Ces récitals "tragédiennes" accompagnés par Christophe Rousset nous avait montré tout son talent à interpréter le répertoire français sur deux siècle, entre Lully et Massenet.
Ici, Véronique Gens traduit avec bonheur le ton primesautier des mélodies qui encadrent le cycle (Villanelle, L'île inconnue), mais son Spectre de la Rose, désarmant de simplicité, épuré, surprendra plus d'un auditeur, habitué à davantage d'épanchement.

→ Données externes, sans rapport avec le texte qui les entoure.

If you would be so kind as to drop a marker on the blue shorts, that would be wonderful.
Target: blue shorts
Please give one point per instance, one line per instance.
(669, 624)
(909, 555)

Quant aux trois mélodies centrales, elles baignent dans un climat lunaire et désespéré où la mélancolie semble exclure la volupté, la moindre esquisse de passion : aucune ardeur n'enflamme l'appel vibrant de l'amant esseulé (Absence) et, alors que la mélodie oscille entre la douleur de la frustration et le souvenir brûlant des "baisers", des "désirs inapaisés", l'artiste semble succomber au seul désespoir... La voix, exsangue et spectrale, livre une évocation saisissante de l'ombre d'un if (Au cimetière).
L'accompagnement est signé par le chef très prometteur Louis Langrée qui s'eet distingué dans un somptueux enregistrement dédié à César Frank. L'orchestre sous sa baguette fait un sans faute et excelle dans cette musique romantique et éthérée.
Les nuits d'été sont suivies par un remarquable morceau de bravoure, "la mort de Cléôpatre".
La tragédienne qu'est Véronique Gens s'épanouit, la noblesse du chant se pare d'accents raciniens et la méditation de la Reine d'Egypte ("Grands Pharaons, nobles Lagides...") révèle un vrai talent.
Au final c'est un beau disque consacré à cette musique admirable interprétée par une grande dame à l'âme en osmose avec le génie tourmenté de Berlioz.